В широком монастырском дворе неподалёку от Успенского собора, в котором хранится икона Тихвинской Божией Матери, были построены три отряда. Первый — самый многочисленный, но и самый «разномастный». На плечах погоны разных цветов, соответствующие полкам: красные — сапёрные, чёрные — артиллерийские и белые — пехотные. Впереди отряда стоял юнкер Сумароков, назначенный командовать ротой. Юноша сиял как свеженадраенный самовар. Должность, как ни крути, — обер-офицерская. Второй отряд, во главе с Наволокиным, по форме одежды мало отличался от первого. Разве что мундиры поприличнее. Ну разве что знающий человек, глядя на воротники жёлтого цвета при красных погонах, определит, что это солдаты «штатной воинской команды», которые раньше комплектовались из числа инвалидов, а теперь из тех, кто по росту чуть-чуть не дотянул до положенных двух аршинов и двух вершков. Между ними, в «коробке», стоял и третий отряд, самый угрюмый. «Преображенцы» были в мундирах, но уже без сапог и киверов. С прапорщика Рогозина, уважая его звание, сапоги не сняли. Но, может быть, офицерские сапоги для долгой ходьбы не очень-то приспособлены?

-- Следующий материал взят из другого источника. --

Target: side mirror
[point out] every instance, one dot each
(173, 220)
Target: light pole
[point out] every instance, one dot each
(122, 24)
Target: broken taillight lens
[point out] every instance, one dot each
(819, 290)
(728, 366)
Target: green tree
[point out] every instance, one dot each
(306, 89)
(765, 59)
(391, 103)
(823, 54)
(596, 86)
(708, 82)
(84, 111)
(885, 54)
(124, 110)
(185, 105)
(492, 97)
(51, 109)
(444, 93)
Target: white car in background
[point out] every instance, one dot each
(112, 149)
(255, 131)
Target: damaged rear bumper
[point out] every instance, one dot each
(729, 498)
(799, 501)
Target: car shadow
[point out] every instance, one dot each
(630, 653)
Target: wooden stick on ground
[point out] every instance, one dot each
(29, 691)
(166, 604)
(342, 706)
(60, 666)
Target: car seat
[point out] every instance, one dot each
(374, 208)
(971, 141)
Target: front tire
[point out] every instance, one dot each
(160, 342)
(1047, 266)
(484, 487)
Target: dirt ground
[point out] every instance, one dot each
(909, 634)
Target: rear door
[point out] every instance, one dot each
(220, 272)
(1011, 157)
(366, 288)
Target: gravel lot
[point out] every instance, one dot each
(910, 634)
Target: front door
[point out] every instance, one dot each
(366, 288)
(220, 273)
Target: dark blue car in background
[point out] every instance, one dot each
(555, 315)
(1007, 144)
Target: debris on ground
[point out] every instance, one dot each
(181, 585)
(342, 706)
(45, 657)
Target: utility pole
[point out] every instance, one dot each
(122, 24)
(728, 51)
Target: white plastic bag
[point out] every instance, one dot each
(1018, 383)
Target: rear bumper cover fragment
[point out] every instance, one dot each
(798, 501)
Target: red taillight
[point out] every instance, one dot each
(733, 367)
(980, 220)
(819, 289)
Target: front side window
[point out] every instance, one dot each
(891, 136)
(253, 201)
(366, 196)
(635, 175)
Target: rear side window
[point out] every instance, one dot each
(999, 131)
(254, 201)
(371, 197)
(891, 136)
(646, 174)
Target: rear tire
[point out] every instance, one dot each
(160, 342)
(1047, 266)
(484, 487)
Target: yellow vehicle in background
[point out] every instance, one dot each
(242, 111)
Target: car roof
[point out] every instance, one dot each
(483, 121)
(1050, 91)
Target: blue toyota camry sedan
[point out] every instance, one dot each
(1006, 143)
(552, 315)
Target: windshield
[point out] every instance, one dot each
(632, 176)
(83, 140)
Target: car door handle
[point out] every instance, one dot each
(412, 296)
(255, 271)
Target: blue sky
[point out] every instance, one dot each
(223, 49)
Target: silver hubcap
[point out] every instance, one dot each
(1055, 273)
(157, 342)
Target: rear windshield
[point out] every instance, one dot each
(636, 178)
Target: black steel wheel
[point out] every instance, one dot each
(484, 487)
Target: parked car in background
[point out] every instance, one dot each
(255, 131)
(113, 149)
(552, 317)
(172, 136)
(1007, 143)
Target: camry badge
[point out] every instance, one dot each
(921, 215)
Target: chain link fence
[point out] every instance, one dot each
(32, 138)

Штабс-капитан лейб-гвардии егерского полка по привычке прижал руку к эфесу тесака, в который раз вспоминая о том, что нужно бы раздобыть саблю, и обратился к разношёрстной команде:
— Соратники, — сказал Клеопин, избегая привычного слуху «господа офицеры» и «братцы». — Завтра мы выступаем в поход. Наша задача — выйти к городу Череповцу, собрать всех, кто может носить оружие, и получить приказ от законного правителя — Его Императорского Высочества Великого князя Михаила. Мы с вами — солдаты, поэтому должны защищать нашу Веру, нашего Царя и наше Отечество! Думаю, что после победы никто не будет обделён монаршей милостью.

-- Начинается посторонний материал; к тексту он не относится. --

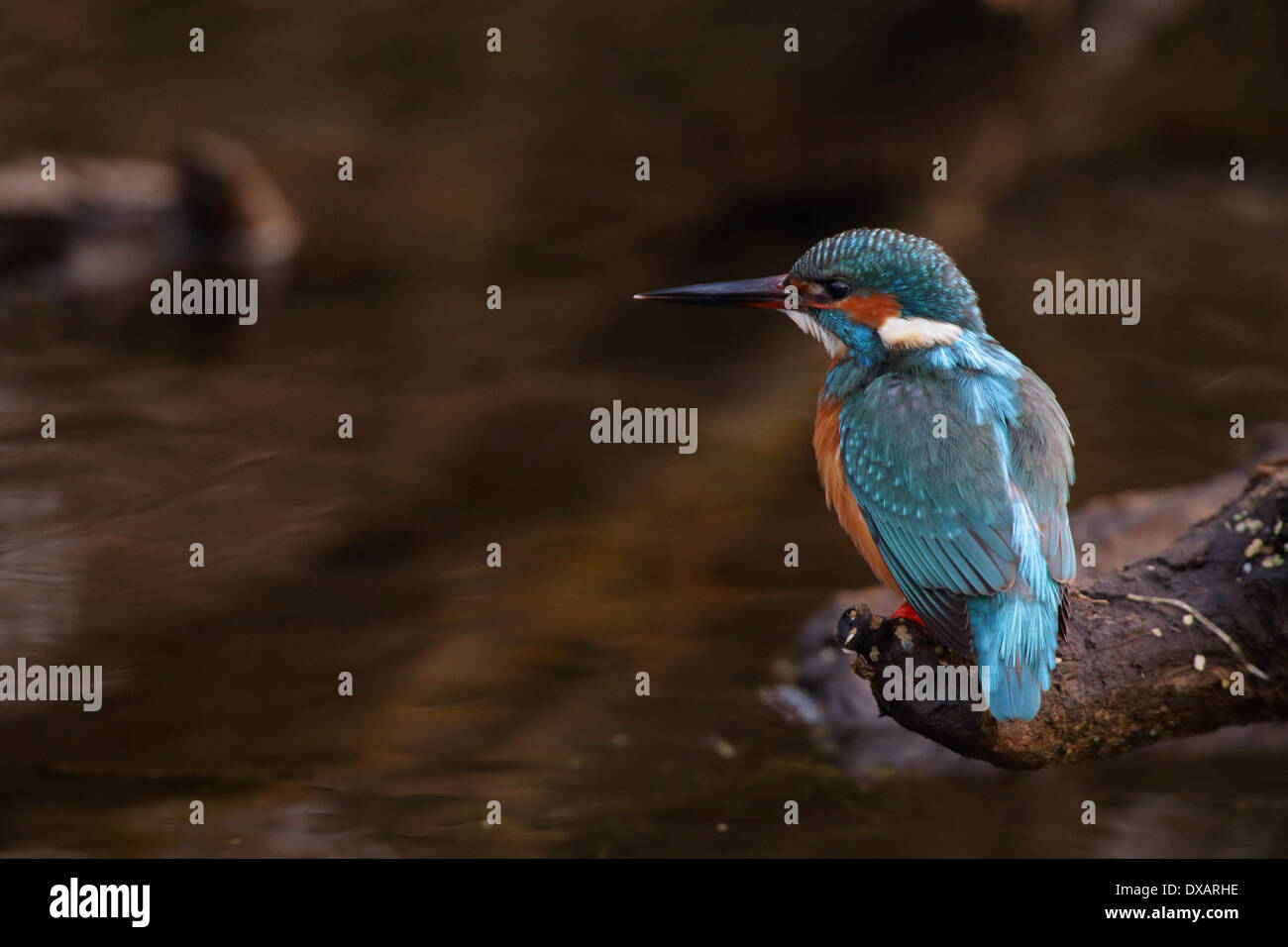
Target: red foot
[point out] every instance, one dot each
(907, 613)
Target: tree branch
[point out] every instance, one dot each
(1153, 651)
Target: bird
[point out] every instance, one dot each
(945, 459)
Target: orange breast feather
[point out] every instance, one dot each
(827, 451)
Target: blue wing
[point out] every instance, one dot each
(934, 487)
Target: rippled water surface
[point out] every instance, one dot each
(518, 684)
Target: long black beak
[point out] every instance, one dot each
(767, 292)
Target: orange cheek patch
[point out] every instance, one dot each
(872, 309)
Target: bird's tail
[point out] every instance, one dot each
(1016, 635)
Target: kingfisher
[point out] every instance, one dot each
(947, 460)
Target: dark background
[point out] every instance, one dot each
(472, 425)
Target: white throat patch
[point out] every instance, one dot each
(810, 326)
(914, 331)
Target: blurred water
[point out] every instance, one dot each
(472, 425)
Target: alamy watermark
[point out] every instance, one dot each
(649, 425)
(73, 684)
(938, 684)
(206, 298)
(1077, 296)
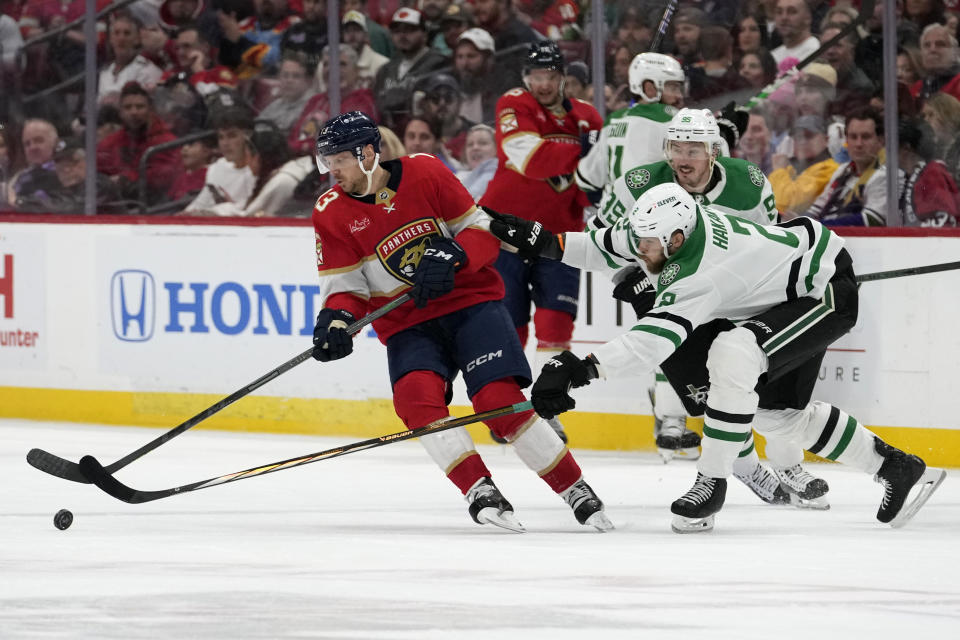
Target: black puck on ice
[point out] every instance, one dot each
(63, 519)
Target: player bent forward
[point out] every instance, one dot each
(791, 291)
(409, 225)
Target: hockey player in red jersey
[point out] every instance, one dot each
(541, 137)
(408, 225)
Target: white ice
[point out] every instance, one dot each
(379, 545)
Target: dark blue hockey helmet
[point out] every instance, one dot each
(350, 131)
(544, 54)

Николай сделал паузу, во время которой солдаты получили возможность осознать услышанное и не очень стройно крикнуть: «Ура!». Всё-таки сражения сражениями, а «монаршия милость» — это уже что-то весомое. Для того же Сумарокова — звание прапорщика и крестик, пусть даже Анненский, на сабельный эфес. Для солдат — срок службы не в двадцать пять, а хотя бы в десять лет и выходной пенсион, на который можно и домишко поставить, и хозяйство завести. Ну и для остальных, включая того же Клеопина, «милость» представлялась чем-то материальным...
— Господа нижние чины лейб-гвардии Преображенского полка, — обратился штабс-капитан к мятежникам, игнорируя прапорщика. — Вы перешли на сторону цареубийц. Предлагаю всем желающим войти в наш партизанский отряд и начать борьбу с внутренними врагами Отечества. Думаю, что тем самым сможете искупить кровью свою вину и получить монаршее прощение.
Строй «преображенцев» стоял не шевелясь. Видимо, после Сенатской площади, когда они стреляли в спину своим товарищам, веры в прощение уже не было.